Jak to nie widziałeś?Zapomniałeś o crystal west? znalazłam jej filmik:
Co prawda rąk nie prostuje do końca, ale za to mniej się buja niż ja-więc moim zdaniem technicznie jeśli porównać jej filmik i mój, jest ode mnie lepsza.Tyle,że dość wolno robi te kolejne powtórzenia-wygląda trochę tak,jakby męczyła te kolejne podciągnięcia, więc myślę,że gdybym miała z nią rywalizować w konkurencji typu max powtórzeń w określonym przedziale czasowym ( ale nie dłuższym niż minuta)to bym sobie raczej z nią poradziła-chociaż z drugiej strony kto wie w końcu filmik jest z 2009 roku...więc przez dwa lata na pewno się poprawiła.

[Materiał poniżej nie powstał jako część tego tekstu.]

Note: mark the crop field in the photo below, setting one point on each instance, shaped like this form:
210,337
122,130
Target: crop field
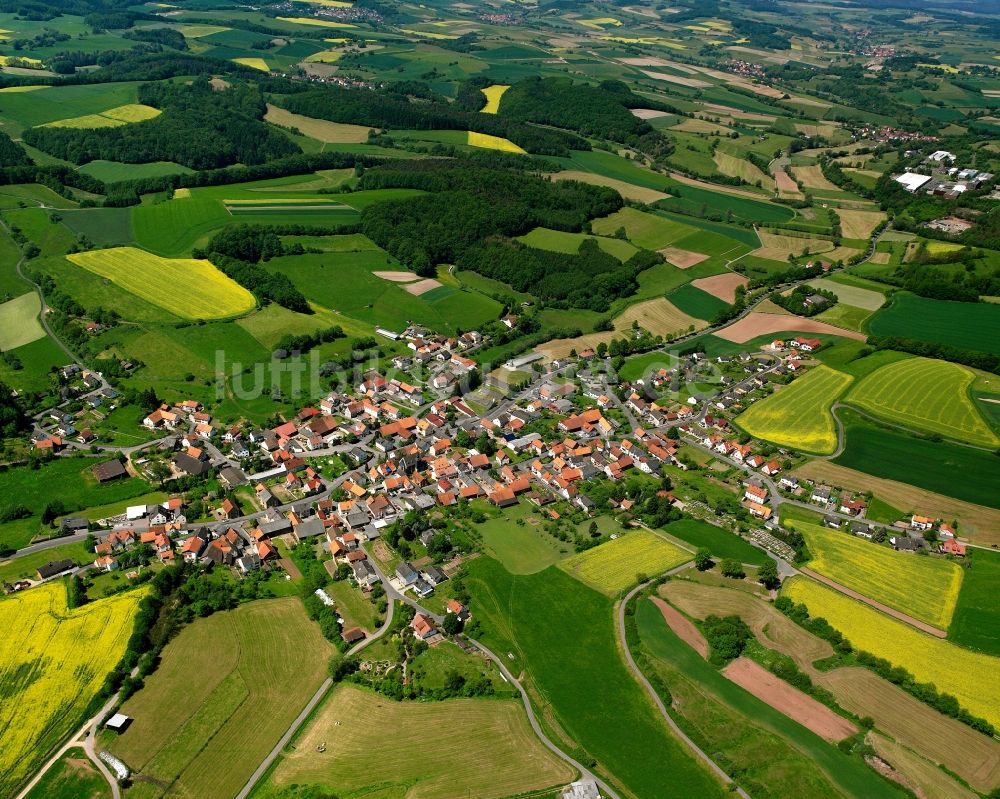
798,415
112,118
19,323
171,228
492,142
256,668
969,676
925,588
615,565
926,395
493,94
559,241
721,543
972,326
52,663
186,287
961,472
976,620
561,636
499,756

Dla odmiany ja drążek zaczęłam ćwiczyć na przełomie 2009/ 2010, początkowo m.in.z nastawieniem żeby pobić rekord pewnej znanej mi osobiście osoby, a potem tą panią(żeby było zabawniej to nie wiedziałam wtedy, że to mistrzyni-dowiedziałam się kilka dni temu z artykułu który mi przytoczyłeś )i w końcu dojść do 50 powtórzeń.